でも、これは上限を引き上げるだけです。上限をなくすわけではありません。非対称性は構造的なものです。検証が共有環境で挙動を観察しなければならない限り、並列の検証者を足せば奪い合いも増えます。良いモデルは、より速く収束し、よりずれにくい。だから壁にぶつかるまでに、同時に扱える機能が増えます。でも壁を無限のかなたに動かしてくれるわけではありません。

大規模な QA はいまだにフロンティアであり、次の本当の突破口です。生成をすでに並列化しているように、検証を並列化する方法を見つけたチームが、エージェントの自律性で次の桁違いの飛躍を手にします。なぜビルドはボトルネックではないのかを第一原理から書きましたし、同じ限界が実際にどう現れるかは、自律的な AI スウォームをどう動かしているか、そして検証者を正直に保つためになぜ敵対的な評価者に頼っているかで見られます。

FAQ

なぜ AI エージェントは大規模にコードをテストできないのですか?

AI エージェントが大規模にコードをテストできないのは、検証が共有環境に依存するのに対し、生成はそうではないからです。各テストは本物のシステムで本物の挙動を観察しなければならず、多くのエージェントが並列でテストすると、同じデータベース・状態・リソースを奪い合います。生成は独立していて、よく並列化します。検証は衝突します。私たちの経験では、4機能くらいを同時に超えるとテストの実行が干渉し始めました。

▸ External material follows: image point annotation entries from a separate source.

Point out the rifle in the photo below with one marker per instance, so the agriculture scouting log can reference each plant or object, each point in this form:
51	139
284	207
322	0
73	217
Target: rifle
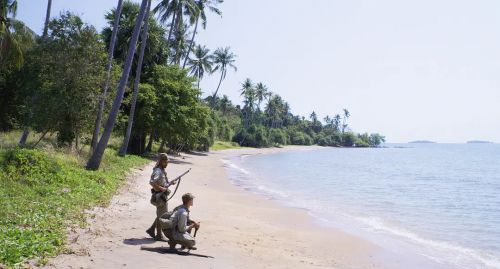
174	180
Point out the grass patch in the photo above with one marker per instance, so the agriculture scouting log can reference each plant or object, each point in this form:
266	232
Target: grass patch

品質が崩れるまでに、何個の AI エージェントを並列で動かせますか?

約18ヶ月 AI の SaaS を作ってきた私たちの経験では、4機能くらいを並列で動かすと、そこから先は検証が信頼できなくなりました。ビルドエージェントはそれを超えても問題なくスケールしましたが、テストエージェントは衝突し、ずれ、収束せずにループし始めました。正確な数は環境の分離次第ですが、生成と検証の非対称性は一貫しています。ビルドはスケールし、検証はしません。

AI ソフトウェア開発の本当のボトルネックは何ですか?

AI ソフトウェア開発の本当のボトルネックは、生成ではなく品質保証です。優れたエージェントの土台があれば、動く機能を作るのにいまや1ヶ月ではなく1日で済みます。生成できるスピードでその機能を検証することは未解決です。検証は生成のようには並列化できないからです。QA は今日のエージェントの自律性における、実際の上限なのです。

より良いモデルは QA のボトルネックを解決しますか?

より良いモデルは助けにはなりますが、解決はしません。コンテキストが増えてミスが減れば、拾うべきバグも減ります。Claude Fable 5 のようなモデルは、ずれずに長い検証の連鎖を走らせるので、ループの失敗の形を抑えます。でもボトルネックは構造的です。検証は共有環境を観察するので、並列の検証者を足せば奪い合いも増えます。強いモデルは上限を引き上げますが、なくすわけではありません。

この先どこへ向かうか

生成は、もう面白くないほどに十分に解決されています。残っている問題は、生成のようにスケールする検証です。並列 QA を解き明かした者が、自律性の次のレベルを開きます。そしてそれこそ、私たちが Claude Fable 5 とその周りの土台で見守り、作り進めている仕事です。